S&P Global Downgrades Manchester, New Hampshire’s Sewer Revenue Bonds: What It Means
S&P Global Ratings recently lowered its long-term credit rating for Manchester, New Hampshire’s parity sewer revenue bonds from ‘AA-‘ to ‘A+’, marking a significant shift in the city’s financial outlook. The decision has sparked concern among residents, investors and local officials, who are now closely analyzing the implications of the downgrade. This article breaks down the reasons behind the move, its potential impact on Manchester, and what it could mean for the broader New Hampshire economy.

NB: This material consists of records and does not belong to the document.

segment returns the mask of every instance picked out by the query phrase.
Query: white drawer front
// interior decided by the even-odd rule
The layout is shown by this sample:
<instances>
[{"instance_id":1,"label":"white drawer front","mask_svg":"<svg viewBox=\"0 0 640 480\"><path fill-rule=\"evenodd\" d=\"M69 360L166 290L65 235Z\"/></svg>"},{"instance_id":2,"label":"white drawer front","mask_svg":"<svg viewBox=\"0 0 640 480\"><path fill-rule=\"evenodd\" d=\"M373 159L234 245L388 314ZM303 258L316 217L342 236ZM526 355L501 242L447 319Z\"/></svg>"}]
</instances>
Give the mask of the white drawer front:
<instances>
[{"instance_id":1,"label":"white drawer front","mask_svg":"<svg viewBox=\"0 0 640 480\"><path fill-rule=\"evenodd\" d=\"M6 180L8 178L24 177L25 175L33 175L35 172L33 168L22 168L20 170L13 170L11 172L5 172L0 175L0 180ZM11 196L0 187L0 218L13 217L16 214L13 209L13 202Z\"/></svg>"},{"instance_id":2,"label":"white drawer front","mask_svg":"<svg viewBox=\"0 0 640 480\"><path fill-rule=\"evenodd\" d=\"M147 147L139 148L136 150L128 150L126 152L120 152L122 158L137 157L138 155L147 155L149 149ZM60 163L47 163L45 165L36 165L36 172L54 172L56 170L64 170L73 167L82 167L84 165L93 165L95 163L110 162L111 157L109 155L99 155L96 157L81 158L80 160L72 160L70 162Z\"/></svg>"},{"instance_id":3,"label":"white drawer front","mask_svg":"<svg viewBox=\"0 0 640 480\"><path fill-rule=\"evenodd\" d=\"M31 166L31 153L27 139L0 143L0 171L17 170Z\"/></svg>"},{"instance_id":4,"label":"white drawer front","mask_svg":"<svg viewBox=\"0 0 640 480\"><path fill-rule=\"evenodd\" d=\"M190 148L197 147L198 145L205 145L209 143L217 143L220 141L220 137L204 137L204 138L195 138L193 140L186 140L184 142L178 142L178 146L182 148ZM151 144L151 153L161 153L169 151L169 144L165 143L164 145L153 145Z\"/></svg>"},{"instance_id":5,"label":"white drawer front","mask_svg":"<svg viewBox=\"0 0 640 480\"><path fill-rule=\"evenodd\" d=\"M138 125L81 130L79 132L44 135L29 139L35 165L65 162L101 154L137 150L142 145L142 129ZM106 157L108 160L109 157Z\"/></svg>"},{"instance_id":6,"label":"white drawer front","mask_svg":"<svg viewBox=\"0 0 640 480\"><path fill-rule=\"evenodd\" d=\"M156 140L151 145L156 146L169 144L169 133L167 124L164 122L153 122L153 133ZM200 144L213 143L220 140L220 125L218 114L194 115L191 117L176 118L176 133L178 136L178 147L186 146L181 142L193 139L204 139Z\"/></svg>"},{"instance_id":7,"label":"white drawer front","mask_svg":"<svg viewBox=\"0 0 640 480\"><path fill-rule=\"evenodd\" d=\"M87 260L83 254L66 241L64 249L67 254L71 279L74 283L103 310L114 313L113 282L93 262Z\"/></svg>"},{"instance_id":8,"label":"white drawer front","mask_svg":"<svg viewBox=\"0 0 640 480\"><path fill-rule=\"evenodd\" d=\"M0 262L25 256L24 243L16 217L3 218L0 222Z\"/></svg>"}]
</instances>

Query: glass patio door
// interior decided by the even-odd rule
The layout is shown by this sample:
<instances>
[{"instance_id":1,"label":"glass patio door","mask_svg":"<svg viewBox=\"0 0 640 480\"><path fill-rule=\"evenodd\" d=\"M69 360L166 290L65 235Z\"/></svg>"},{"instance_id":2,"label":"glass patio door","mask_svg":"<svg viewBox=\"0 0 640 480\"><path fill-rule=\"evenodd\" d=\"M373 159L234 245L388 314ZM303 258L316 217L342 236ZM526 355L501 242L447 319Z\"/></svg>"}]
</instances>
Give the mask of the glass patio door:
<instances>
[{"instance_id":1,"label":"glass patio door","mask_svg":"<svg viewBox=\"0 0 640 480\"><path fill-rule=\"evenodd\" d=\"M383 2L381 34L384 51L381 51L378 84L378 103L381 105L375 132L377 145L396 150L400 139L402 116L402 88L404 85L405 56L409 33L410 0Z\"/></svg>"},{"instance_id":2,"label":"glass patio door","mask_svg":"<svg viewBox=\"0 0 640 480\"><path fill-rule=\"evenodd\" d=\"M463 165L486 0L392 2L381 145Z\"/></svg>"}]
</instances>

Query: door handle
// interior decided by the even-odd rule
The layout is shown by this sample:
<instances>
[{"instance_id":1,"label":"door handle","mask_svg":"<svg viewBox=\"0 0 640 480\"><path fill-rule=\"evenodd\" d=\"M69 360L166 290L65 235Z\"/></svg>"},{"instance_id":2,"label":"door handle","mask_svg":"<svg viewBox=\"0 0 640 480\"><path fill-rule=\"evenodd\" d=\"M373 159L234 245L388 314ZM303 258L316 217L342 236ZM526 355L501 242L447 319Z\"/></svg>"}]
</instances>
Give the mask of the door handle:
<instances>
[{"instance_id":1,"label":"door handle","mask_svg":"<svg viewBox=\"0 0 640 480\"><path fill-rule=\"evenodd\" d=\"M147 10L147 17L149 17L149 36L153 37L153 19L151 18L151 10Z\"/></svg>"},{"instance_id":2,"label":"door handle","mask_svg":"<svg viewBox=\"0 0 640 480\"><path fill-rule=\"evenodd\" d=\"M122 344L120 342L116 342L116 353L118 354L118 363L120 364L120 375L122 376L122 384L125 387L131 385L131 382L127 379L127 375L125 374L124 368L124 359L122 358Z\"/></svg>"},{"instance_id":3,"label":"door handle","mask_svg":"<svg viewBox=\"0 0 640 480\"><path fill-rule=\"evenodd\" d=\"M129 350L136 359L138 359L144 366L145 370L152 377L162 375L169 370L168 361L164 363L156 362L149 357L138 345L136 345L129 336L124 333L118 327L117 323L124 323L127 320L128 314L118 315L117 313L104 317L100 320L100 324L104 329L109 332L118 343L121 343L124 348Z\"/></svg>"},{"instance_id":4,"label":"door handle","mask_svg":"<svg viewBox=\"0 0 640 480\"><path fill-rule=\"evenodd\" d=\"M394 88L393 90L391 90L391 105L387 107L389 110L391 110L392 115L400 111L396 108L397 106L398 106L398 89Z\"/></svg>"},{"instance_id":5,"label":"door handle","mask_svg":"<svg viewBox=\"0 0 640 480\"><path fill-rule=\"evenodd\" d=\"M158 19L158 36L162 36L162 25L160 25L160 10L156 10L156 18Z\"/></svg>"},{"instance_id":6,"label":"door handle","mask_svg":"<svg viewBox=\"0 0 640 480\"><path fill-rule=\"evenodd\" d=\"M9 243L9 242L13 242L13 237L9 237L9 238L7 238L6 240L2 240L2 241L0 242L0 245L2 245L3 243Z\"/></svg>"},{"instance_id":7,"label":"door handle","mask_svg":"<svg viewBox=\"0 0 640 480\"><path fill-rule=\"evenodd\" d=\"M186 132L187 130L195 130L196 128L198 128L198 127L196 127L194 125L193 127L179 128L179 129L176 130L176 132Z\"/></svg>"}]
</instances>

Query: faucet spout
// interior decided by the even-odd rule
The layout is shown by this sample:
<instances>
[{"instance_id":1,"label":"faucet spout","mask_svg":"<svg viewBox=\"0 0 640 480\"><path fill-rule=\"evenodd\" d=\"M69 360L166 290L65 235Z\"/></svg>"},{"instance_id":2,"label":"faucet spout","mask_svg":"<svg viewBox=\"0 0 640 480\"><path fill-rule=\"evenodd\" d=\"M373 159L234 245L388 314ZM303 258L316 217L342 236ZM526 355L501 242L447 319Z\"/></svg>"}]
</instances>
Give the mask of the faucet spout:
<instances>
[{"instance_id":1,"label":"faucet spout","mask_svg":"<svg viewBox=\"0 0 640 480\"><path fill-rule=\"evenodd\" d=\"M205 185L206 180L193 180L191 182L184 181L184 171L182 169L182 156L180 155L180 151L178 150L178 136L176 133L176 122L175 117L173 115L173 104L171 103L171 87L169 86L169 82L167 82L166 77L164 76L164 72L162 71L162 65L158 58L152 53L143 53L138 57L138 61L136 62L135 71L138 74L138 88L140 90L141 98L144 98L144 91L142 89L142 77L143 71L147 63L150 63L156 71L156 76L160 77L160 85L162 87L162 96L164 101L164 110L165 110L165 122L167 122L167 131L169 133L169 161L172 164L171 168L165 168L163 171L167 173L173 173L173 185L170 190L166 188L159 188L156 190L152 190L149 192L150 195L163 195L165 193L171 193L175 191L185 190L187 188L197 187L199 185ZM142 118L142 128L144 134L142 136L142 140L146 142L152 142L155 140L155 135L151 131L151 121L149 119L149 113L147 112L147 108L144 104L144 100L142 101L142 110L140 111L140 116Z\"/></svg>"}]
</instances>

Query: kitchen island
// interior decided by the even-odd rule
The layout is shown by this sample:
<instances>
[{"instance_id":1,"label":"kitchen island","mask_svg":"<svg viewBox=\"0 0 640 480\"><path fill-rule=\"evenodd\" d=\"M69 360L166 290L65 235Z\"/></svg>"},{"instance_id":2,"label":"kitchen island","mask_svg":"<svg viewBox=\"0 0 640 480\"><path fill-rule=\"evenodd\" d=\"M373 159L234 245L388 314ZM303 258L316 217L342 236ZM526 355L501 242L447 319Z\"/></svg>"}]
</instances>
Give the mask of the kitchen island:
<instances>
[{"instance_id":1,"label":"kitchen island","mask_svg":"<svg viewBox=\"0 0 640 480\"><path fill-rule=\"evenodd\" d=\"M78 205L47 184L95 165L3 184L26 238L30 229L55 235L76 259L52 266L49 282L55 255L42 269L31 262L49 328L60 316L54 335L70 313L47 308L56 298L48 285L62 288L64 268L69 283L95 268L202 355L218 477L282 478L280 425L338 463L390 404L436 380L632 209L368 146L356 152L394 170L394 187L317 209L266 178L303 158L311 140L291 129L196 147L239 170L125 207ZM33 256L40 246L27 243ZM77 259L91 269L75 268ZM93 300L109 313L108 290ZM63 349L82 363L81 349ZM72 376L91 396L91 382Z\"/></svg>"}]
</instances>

Understanding the Downgrade: A Closer Look
Credit ratings play a critical role in determining a municipality’s ability to borrow money and access capital markets. A downgrade often signals increased financial risk, which can lead to higher borrowing costs and reduced investor confidence. In this case, S&P cited several factors, including weaker fiscal management and economic challenges affecting the region.

Parity sewer revenue bonds are a type of municipal debt issued to fund infrastructure projects, such as wastewater treatment systems. The downgrade suggests that S&P has concerns about Manchester’s ability to maintain stable revenue streams to service these bonds, which could affect future capital improvements and public services.
Why This Matters for Manchester and Beyond
The downgrade comes at a time when many New Hampshire cities are grappling with aging infrastructure and rising operational costs. Manchester, the state’s largest city, has faced pressure to balance its budget while investing in critical systems like sewers and roads. A lower credit rating may force the city to pay higher interest rates on new bonds, diverting funds from other priorities.
For residents, the downgrade could translate to higher taxes or fees if the city needs to bolster its finances. Local businesses may also feel the ripple effects, as reduced public investment can slow economic growth. However, city officials have emphasized their commitment to addressing the challenges through budget reforms and long-term planning.
What’s Next for Manchester?
S&P’s decision is not final. The city has 60 days to appeal the rating or provide additional information to address the agency’s concerns. Manchester’s leadership has already announced plans to engage with credit rating agencies and economic development partners to strengthen its financial position.
Analysts suggest that the downgrade could serve as a wake-up call for the city to prioritize fiscal discipline. “This is a chance to re-evaluate spending and ensure long-term sustainability,” said Dr. Emily Carter, a public finance expert at the University of New Hampshire. “With the right strategies, Manchester can recover and even improve its standing.”
Key Takeaways
- S&P Global downgraded Manchester, New Hampshire’s sewer revenue bonds from ‘AA-‘ to ‘A+’
- The move reflects concerns about the city’s fiscal management and economic stability
- A lower credit rating could lead to higher borrowing costs and reduced investor confidence
- Manchester has 60 days to appeal the decision or address S&P’s concerns
Frequently Asked Questions
What does a credit rating downgrade mean for a city?
A downgrade typically increases the cost of borrowing and may reduce investor confidence. Cities with lower ratings often face higher interest rates on new debt, which can strain budgets.
How can Manchester recover from this downgrade?
The city can focus on improving fiscal transparency, reducing deficits, and demonstrating strong long-term planning. Engaging with rating agencies and securing new revenue streams are also critical steps.
What are parity sewer revenue bonds?
These are municipal bonds issued to fund sewer infrastructure projects. They are typically backed by the revenue generated from sewer usage fees, making them a key tool for maintaining public utilities.
The downgrade of Manchester’s bonds underscores the delicate balance between infrastructure investment and fiscal responsibility. As the city navigates this challenge, its actions will serve as a case study for other municipalities facing similar pressures. For now, the focus remains on restoring confidence and ensuring a stable financial future for all residents.